Satellites contribute to around 40 percent of SDG targets, are indispensable for gathering data on majority of Essential Climate Variables and are critical for managing the full disaster cycle. Space assets also contribute considerably to global GDP.
Today’s rapid growth of the space industry is thus a positive development for the world. Innovation and ingenuity are constantly deriving new down-stream applications and services for a wide range of sectors and democratization of space is enabling access to space-based data, applications and services to an increasing share of the world’s population.
However, billions of people still lack access to even the most basic benefits. The Office for Outer Space Affairs (UNOOSA) works to bridge this space divide to prevent space becoming yet another field contributing to growing inequalities. As the UN’s gateway to space, UNOOSA is uniquely positioned to enhance the use of space science, technology and applications for sustainable development in all UN Member States.
Our capacity-building work covers the entire spectrum of space science and technology and has enjoyed great success. However, the requirements for 21st century capacity-building have evolved together with the developments in the space sector. To comply with novel needs, we have innovated our approach.
Under Access to Space for All initiative launched in 2018, UNOOSA has consolidated several existing workstreams and developed new partnerships with a range of space stakeholders to make space-based benefits more accessible to communities around the world.
Through the initiative, we offer the full range of access to space from gravity experiments, through satellite development, launch and deployment, to access to orbit, the International Space Station (ISS) and China Space Station for educational and research purposes.

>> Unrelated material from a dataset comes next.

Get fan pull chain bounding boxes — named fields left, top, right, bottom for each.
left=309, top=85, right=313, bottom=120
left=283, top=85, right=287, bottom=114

In May 2018, Kenya deployed its first satellite under our joint project with the Japan Aerospace Exploration Agency – KiboCUBE. The 1KUNS-PF CubeSat was also the first satellite launched under the UN auspices. Moreover, this year we will witness the deployment of the first Guatemalan satellite.
Expanding opportunities for accessing space is very important but must be carried out in a responsible manner. UNOOSA supported the establishment of Kenya’s national space agency to ensure country’s compliance with international space law. To assist all UN Member States in adopting appropriate policies and national legislations, we recently launched the Space law for new space actors project. Such targeted capacity-building is an integral component in the effort of promoting rational and liable conduct on part of both emerging and established space actors.
Rapid advancement of science and technology in space offers exciting opportunities but carries along also notable changes and challenges. Our dependence on space is growing, and so are the risks of losing these benefits. Global communication, logistics and transportation, time tracking, and financial services – all are reliant on satellites. Bridging the space divide is critical for improving the well-being around the world, however, maintaining space safe, secure and sustainable is the pre-condition for success.